Recursive list building: permutations of all lengths

Question

I've been having some trouble with recursion, especially with lists. I don't understand the process of 'building a list recursively' very well, since I don't really get where the lists are created. I have gotten this program to print out all the permutations of len(string) , but I would like to extend it so that it'll also give me the permutations of length 1 to len(string) - 1 . Here is what I have got:

def subset(string):
    result = []

    if len(string) == 0:
        result.append(string)
        return result
    else:
        for i in range(len(string)):
            shorterstring = string[ :i] + string[i+1: ]

            shortersets = subset(shorterstring)

            for s in shortersets:
                result.append(string[i] + s)
    return result

Which gives:

print(subset("rum"))
['rum', 'rmu', 'urm', 'umr', 'mru', 'mur']

I don't understand why that when I change result.append(string[i] + s) , to just result.append(s) , I get no output at all.

Answer 1

If you change result.append(string[i] + s) to result.append(s) , your code will only add permutations of length len(string) to results when len(string) == 0 .

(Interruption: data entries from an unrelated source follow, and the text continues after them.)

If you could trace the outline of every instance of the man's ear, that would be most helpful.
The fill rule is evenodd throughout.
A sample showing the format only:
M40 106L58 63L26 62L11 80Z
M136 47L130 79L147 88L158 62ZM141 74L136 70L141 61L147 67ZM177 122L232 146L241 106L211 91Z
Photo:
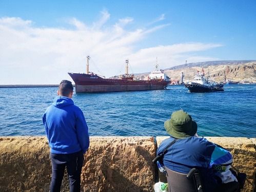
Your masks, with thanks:
M70 93L69 94L69 98L71 99L72 97L73 96L73 91L71 91Z

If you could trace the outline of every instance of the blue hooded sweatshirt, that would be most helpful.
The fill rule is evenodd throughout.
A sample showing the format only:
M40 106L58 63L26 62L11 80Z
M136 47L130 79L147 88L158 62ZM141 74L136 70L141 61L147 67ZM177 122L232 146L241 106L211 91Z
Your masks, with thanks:
M89 148L88 128L83 112L71 99L55 98L43 116L45 133L53 154L71 154Z

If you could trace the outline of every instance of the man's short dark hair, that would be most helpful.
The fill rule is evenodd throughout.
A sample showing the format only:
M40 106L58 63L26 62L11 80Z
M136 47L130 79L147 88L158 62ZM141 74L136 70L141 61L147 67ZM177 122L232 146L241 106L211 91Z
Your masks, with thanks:
M61 81L58 86L60 94L65 97L68 97L70 92L73 92L73 85L72 82L67 80Z

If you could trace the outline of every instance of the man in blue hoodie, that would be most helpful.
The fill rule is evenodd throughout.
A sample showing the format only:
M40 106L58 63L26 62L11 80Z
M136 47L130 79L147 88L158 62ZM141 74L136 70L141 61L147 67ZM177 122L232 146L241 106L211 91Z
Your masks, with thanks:
M71 82L61 82L53 103L43 116L50 148L51 192L60 191L65 167L70 191L80 191L84 155L89 145L88 128L81 110L74 104Z

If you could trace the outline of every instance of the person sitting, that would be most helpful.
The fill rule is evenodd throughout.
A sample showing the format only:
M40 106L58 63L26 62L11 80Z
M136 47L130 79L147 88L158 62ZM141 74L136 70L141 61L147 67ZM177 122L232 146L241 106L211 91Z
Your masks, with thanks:
M238 181L236 173L230 169L233 161L230 153L195 136L198 126L190 115L183 110L175 111L171 119L165 122L164 126L171 136L162 142L156 152L156 155L164 153L159 160L161 166L185 174L196 168L201 176L204 191L229 191L231 188L235 189L233 191L240 191L245 174L238 177L242 181ZM174 140L175 142L168 148Z

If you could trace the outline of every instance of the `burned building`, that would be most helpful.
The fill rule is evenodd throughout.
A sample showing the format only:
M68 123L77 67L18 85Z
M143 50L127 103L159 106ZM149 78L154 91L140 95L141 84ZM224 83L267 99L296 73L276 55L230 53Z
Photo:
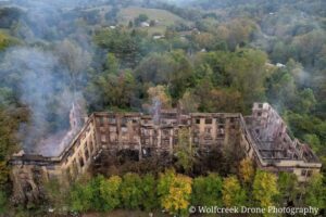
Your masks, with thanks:
M291 171L302 182L322 167L309 145L289 137L286 124L268 103L254 103L251 116L162 110L158 118L141 113L99 112L88 117L60 155L20 153L12 157L14 197L34 200L43 192L42 183L53 178L68 184L102 151L116 154L128 150L138 158L172 154L183 128L188 129L189 142L198 150L210 152L237 140L238 148L260 168Z

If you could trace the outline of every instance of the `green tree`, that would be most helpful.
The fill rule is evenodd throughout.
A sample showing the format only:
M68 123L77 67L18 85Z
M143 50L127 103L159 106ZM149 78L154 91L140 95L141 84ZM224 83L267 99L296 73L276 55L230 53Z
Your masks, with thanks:
M8 196L3 190L0 190L0 215L7 212Z
M58 179L51 179L45 184L48 202L55 212L62 210L68 204L68 187L60 183Z
M100 193L104 204L103 210L111 212L121 205L120 191L122 179L118 176L112 176L109 179L102 179L100 182Z
M188 128L181 128L178 131L178 142L175 145L175 155L177 157L176 165L186 173L192 171L196 162L197 150L190 142L190 135Z
M274 205L274 199L278 194L277 177L268 171L258 170L252 186L253 199L261 207Z
M246 204L246 191L236 176L227 177L223 180L223 204L226 207L243 206Z
M121 199L122 204L128 209L138 209L141 204L142 192L139 187L141 187L141 179L139 175L128 173L124 175L123 181L121 183Z
M289 201L296 201L298 194L297 175L289 173L279 173L277 179L279 194L277 202L279 205L285 205Z
M254 176L254 168L251 158L247 157L240 162L239 177L246 184L251 184Z
M325 208L326 207L326 187L323 182L323 175L313 174L305 188L305 205Z
M92 207L93 189L90 184L76 182L70 191L71 208L75 212L85 213Z
M159 206L156 180L151 174L147 174L141 179L140 189L142 191L141 205L145 210L154 210Z
M192 182L192 205L222 206L222 178L217 174L197 177Z

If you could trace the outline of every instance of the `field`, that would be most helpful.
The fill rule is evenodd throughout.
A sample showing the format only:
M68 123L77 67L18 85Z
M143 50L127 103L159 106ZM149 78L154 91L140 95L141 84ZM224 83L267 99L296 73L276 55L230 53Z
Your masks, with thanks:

For your code to generate all permutations, the last for loop needs to be:

for s in shortersets:
    result.append(string[i] + s)
    result.append(s) 

Note that when used with the original code, you will actually end up adding multiple instances of the same permutations to the final output. You could fix this by making results a set instead of a list , but you might want to try re-writing your code to avoid this inefficiency altogether.